Как и в случае с Гидеоном, его панику вызвали воспоминания. Мне нужно было что-нибудь предложить Клинкам, но я не мог отдать им на растерзание Гидеона или не того Лео Виллиуса, так же как и не мог уйти без необходимых нам знаний.
–Ты обещал нам дом и возмездие, когда разделялся с Эзмой,– продолжил Локлан.– Мы задержались здесь слишком долго.
–Знаю, но нужно выяснить, чему мы противостоим,– возразил я.– Мы не сможем сражаться за степи, если не узнаем возможностей врага, поэтому я остаюсь.
Амун резко обернулся.
–Что?!
–Ты прав. Я больше не могу задерживать Клинков. Я сказал, что мы останемся, пока не найдем Лео, и мы его нашли. Вы отправляетесь домой.

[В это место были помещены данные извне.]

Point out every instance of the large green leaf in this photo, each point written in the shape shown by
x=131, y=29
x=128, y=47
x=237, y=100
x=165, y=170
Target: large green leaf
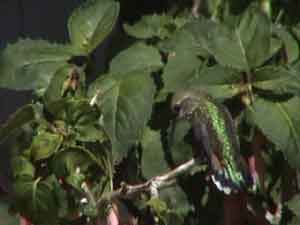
x=45, y=144
x=22, y=116
x=126, y=103
x=150, y=26
x=153, y=157
x=294, y=205
x=22, y=167
x=280, y=122
x=278, y=80
x=36, y=200
x=181, y=67
x=244, y=47
x=137, y=57
x=220, y=82
x=30, y=64
x=91, y=23
x=6, y=217
x=254, y=37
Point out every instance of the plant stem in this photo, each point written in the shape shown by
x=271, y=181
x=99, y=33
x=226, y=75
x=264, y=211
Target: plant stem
x=156, y=183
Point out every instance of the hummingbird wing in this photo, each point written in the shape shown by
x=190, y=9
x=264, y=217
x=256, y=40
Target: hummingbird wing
x=222, y=154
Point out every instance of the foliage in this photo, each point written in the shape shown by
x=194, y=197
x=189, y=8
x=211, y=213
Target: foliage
x=77, y=141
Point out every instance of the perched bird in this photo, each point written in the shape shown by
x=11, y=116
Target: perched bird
x=214, y=130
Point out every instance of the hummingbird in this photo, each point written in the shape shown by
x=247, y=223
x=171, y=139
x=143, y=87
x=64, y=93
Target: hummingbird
x=216, y=136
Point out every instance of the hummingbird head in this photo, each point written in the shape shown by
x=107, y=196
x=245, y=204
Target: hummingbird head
x=184, y=103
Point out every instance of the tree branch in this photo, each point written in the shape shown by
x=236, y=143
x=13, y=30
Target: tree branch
x=151, y=186
x=195, y=8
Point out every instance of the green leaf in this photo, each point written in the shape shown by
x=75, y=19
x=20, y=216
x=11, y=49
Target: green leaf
x=22, y=167
x=183, y=39
x=126, y=103
x=30, y=64
x=153, y=158
x=138, y=57
x=244, y=47
x=254, y=35
x=36, y=200
x=6, y=217
x=220, y=82
x=280, y=126
x=150, y=26
x=277, y=79
x=290, y=44
x=67, y=161
x=91, y=23
x=180, y=68
x=45, y=144
x=294, y=205
x=87, y=127
x=60, y=195
x=22, y=116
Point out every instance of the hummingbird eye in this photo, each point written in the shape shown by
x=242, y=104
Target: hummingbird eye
x=176, y=108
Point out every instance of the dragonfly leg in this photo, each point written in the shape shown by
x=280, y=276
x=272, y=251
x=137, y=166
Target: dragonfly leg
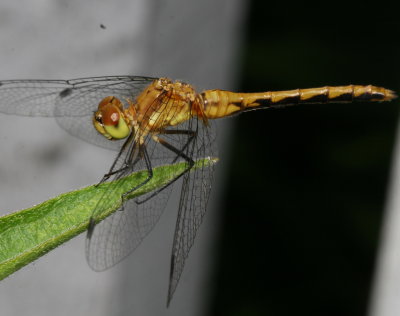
x=191, y=136
x=148, y=167
x=112, y=172
x=179, y=153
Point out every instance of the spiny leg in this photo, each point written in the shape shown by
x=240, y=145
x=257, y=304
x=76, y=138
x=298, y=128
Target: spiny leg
x=126, y=166
x=178, y=152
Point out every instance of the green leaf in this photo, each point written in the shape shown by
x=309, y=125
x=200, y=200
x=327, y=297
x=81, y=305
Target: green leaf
x=28, y=234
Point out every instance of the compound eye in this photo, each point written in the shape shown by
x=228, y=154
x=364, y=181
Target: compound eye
x=110, y=121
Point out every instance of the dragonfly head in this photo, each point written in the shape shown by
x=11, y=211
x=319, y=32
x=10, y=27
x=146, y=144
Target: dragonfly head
x=109, y=119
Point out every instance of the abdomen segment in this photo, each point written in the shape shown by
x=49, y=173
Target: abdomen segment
x=219, y=103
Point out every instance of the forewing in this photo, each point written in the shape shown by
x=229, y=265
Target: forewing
x=72, y=102
x=195, y=194
x=117, y=236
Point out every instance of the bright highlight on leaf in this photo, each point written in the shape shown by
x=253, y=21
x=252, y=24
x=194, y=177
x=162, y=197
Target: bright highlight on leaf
x=28, y=234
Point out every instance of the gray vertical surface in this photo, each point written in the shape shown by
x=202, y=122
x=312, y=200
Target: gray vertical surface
x=385, y=300
x=196, y=41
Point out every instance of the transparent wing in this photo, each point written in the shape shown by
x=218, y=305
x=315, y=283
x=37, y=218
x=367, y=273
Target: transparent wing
x=195, y=193
x=72, y=102
x=117, y=236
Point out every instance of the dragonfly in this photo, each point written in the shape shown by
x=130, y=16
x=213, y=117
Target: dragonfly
x=150, y=122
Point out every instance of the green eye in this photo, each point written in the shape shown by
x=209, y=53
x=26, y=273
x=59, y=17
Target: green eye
x=118, y=131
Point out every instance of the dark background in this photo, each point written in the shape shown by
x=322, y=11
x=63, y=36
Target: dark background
x=305, y=194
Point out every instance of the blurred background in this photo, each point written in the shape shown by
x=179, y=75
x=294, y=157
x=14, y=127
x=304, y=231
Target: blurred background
x=298, y=206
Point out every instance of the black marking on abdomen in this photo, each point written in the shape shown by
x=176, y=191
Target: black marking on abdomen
x=66, y=92
x=345, y=97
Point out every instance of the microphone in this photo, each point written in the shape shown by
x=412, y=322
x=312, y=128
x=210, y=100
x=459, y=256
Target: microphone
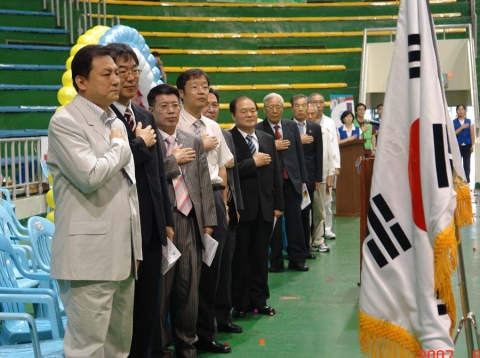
x=373, y=121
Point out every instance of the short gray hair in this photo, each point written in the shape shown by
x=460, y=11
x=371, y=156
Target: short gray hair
x=272, y=95
x=314, y=94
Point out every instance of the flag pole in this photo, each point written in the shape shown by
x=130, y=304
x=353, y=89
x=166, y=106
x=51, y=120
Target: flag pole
x=468, y=318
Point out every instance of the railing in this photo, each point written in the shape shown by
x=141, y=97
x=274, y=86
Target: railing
x=472, y=34
x=20, y=168
x=69, y=15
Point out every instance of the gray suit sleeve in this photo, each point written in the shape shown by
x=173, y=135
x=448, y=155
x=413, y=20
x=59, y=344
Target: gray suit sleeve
x=77, y=161
x=209, y=214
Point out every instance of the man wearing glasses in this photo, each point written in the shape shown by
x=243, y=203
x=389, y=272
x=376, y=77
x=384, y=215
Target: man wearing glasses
x=155, y=210
x=193, y=86
x=292, y=165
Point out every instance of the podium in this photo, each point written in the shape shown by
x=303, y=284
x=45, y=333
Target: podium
x=348, y=183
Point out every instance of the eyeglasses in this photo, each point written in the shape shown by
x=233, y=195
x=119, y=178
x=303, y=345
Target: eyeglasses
x=175, y=106
x=125, y=74
x=196, y=89
x=272, y=107
x=298, y=105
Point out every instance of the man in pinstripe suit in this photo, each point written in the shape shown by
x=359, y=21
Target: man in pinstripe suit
x=185, y=160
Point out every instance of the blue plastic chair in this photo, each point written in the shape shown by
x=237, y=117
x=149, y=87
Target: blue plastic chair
x=40, y=348
x=18, y=332
x=41, y=234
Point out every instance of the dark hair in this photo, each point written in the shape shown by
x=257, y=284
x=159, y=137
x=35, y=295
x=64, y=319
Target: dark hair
x=83, y=59
x=360, y=105
x=125, y=52
x=189, y=74
x=344, y=114
x=215, y=93
x=233, y=104
x=297, y=96
x=161, y=89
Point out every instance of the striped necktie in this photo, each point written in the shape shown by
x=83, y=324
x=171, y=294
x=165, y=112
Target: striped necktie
x=184, y=204
x=130, y=119
x=301, y=127
x=278, y=135
x=197, y=124
x=250, y=144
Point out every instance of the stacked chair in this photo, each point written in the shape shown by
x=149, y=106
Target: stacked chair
x=25, y=279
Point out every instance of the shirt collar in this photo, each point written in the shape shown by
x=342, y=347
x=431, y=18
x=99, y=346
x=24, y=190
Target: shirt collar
x=245, y=134
x=106, y=117
x=121, y=108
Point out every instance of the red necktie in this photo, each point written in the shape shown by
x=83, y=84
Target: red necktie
x=130, y=119
x=278, y=135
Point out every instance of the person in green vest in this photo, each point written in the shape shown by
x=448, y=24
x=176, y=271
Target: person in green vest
x=368, y=131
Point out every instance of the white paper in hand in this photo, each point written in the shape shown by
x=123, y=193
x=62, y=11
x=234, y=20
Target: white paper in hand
x=305, y=197
x=170, y=255
x=209, y=249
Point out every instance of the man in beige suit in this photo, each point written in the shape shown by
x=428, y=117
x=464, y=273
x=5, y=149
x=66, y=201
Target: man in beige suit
x=97, y=241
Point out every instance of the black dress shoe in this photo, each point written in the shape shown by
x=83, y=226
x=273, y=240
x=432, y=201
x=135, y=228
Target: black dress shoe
x=264, y=309
x=297, y=266
x=229, y=328
x=238, y=313
x=213, y=347
x=276, y=269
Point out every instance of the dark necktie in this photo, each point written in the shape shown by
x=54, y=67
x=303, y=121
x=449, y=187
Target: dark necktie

Амун поджал губы, а Лашак тяжело вздохнула.
–Ты серьезно, капитан?– спросила она.– Ты правда считаешь это таким важным, что рискнешь зимовать здесь в одиночестве?
–Да, считаю. Я прошу только дать мне пару дней на приготовления, прежде чем я оставлю пост и мы разойдемся. Сохраните единство Клинков на это время, даже если для этого потребуется пообещать, что мы скоро отправимся домой.
Диха и Локлан хмуро смотрели в огонь, намеренно избегая моего взгляда. Может, только так они могли сдержаться и не сказать, что я совершаю глупую ошибку. Как бы там ни было, мои соратники наконец медленно и неохотно кивнули, сложили вместе кулаки и сказали: «Да, капитан».
Они согласились, но радостное чувство товарищества исчезло. И я даже не был уверен, что хоть кто-нибудь из них понимает важность моей задачи.
Один за другим они поднялись на ноги, совет закончился. Ладонь все равно что распущена, пока новый капитан не соберет новую. Амун, Локлан и Лашак будто в оцепенении побрели прочь. Только Диха задержалась.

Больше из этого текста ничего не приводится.